Por Angelo Nero | 15/11/2025
Martín Alejandro Martinelli es historiador y doctor en Ciencias Sociales, Profesor Adjunto en la Universidad Nacional de Luján, en Argentina, Coordinador del Grupo «Palestina y América Latina» del Consejo Latinoamericano de Ciencias Sociales (CLACSO) por el Instituto de Estudios de América Latina y el Caribe (Universidad de Buenos Aires). También es Director del Observatorio Geohistórico (UNLu).
En tu anterior libro “Palestina (e Israel) entre intifadas, revoluciones y resistencias”, hacías una completa cartografía del nacionalismo árabe y palestino, a través de la historia, así como del impacto del colonialismo británico, del imperialismo estadounidense y de colonización de asentamiento sionista. ¿“Geopolítica del genocidio en Gaza” es una continuación de este completo análisis sobre este complejo conflicto en el que participan muchos actores políticos, pero donde el pueblo palestino parece destinado a sufrir una limpieza étnica irreversible?
Muchas gracias por la referencia al libro anterior, porque si ese es “Palestina I” este es “Palestina II”. Esto es resultado también de varios trabajos y grupos, y proyectos de investigación colectiva en los que coordino o participo. O sea, este es una continuidad de ese intento de explicar Palestina y el centro de Afroeurasia en tres niveles temporales y espaciales. La larga, mediana y corta duración, lo que es en la larga duración: cuestiones más geográficas, de tradición, de mayor alcance como por ejemplo procesos de penetración del capitalismo en las regiones periféricas del mundo, colonización y revoluciones de independencia. O sea, me refiero a la decadencia otomana, la colonización sobre todo francesa y británica y un reparto del mapa si prestar atención a las poblaciones locales y buscando sentar bases de minorías afines como la sionista europea posteriormente camuflada como israelí. La duración media significa lo que vengo postulando como la “reconfiguración simbólica y material del Medio Oriente desde 1991”, el intento estadounidense (secundado por británicos y por la mayor base militar estadounidense “Israel”) de remodelar el mapa regional según sus intereses de dominación y expolio de recursos naturales. Y la corta duración que supone cuestiones más relativas a procesos políticos como las guerras, invasiones y cambios de gobierno, aunque aquí la belicidad, sobre todo en forma de incursiones lleva por lo menos un siglo y medio desde el Occidente colectivo.

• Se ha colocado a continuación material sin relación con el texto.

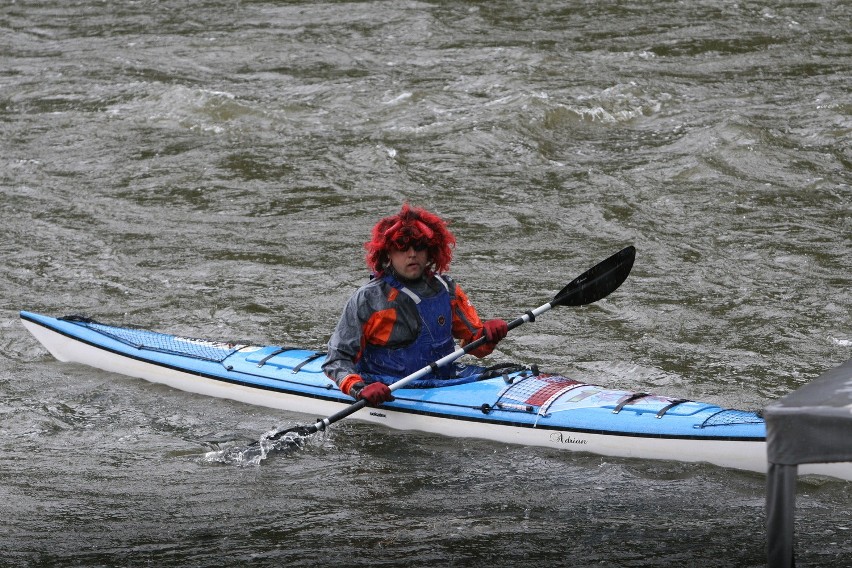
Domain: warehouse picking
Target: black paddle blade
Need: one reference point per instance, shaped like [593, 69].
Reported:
[599, 281]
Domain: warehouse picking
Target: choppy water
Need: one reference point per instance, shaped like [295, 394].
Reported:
[212, 168]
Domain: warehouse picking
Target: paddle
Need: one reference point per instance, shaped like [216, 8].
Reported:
[594, 284]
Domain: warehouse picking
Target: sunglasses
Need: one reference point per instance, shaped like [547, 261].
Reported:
[404, 244]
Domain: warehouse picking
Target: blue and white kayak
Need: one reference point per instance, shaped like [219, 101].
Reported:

El enfoque sigue la misma lógica en ambas obras: desde el marco internacional, el sistema mundial, pasa a interpretar la cuestión regional, para así entender el ámbito local. Pero eso provee el entendimiento o el intento de compresión de las interrelaciones con cuestiones irresueltas del pasado, y con dinámicas propias del capitalismo, su brazo armado el imperialismo y el mismo socialismo en términos geopolíticos de gran alcance. Eso permite observar hasta qué punto influyen en ese caso palestino, como sucede en cualquier parte del mundo, con la particularidad que este es el caso más documentado y que aparece en las primeras planas –incluye redes, cine, academia– de buena parte del mundo.
“Es casi como si nunca hubiéramos vivido sin el genocidio contra los palestinos. La palabra «genocidio» ingresa al derecho internacional en 1948, el mismo año que la Nakba (Catástrofe) contra los palestinos. El genocidio como concepto y los palestinos como pueblo expulsado de su patria son gemelos.” Dice Vijay Prashad en el comienzo del prólogo del libro, ¿por qué es importante señalar que el genocidio palestino no empezó en 2023 y que factores geopolíticos se dan para como pasó con el genocidio armenio en 1915-que la comunidad internacional no haga nada para detenerlo?
Primero aclaro que con Vijay Prashad pensamos conjuntamente el libro. Dicho esto, varios procesos genocidas se han producido en contextos de guerras mundiales como el genocidio armenio y el judío. En la actualidad si bien estamos en un proceso de tensiones geopolíticas mundiales y lo que llamo una guerra global híbrida situada es importante detectar cuáles son las instancias previas por las cuales se llega al genocidio actual palestino.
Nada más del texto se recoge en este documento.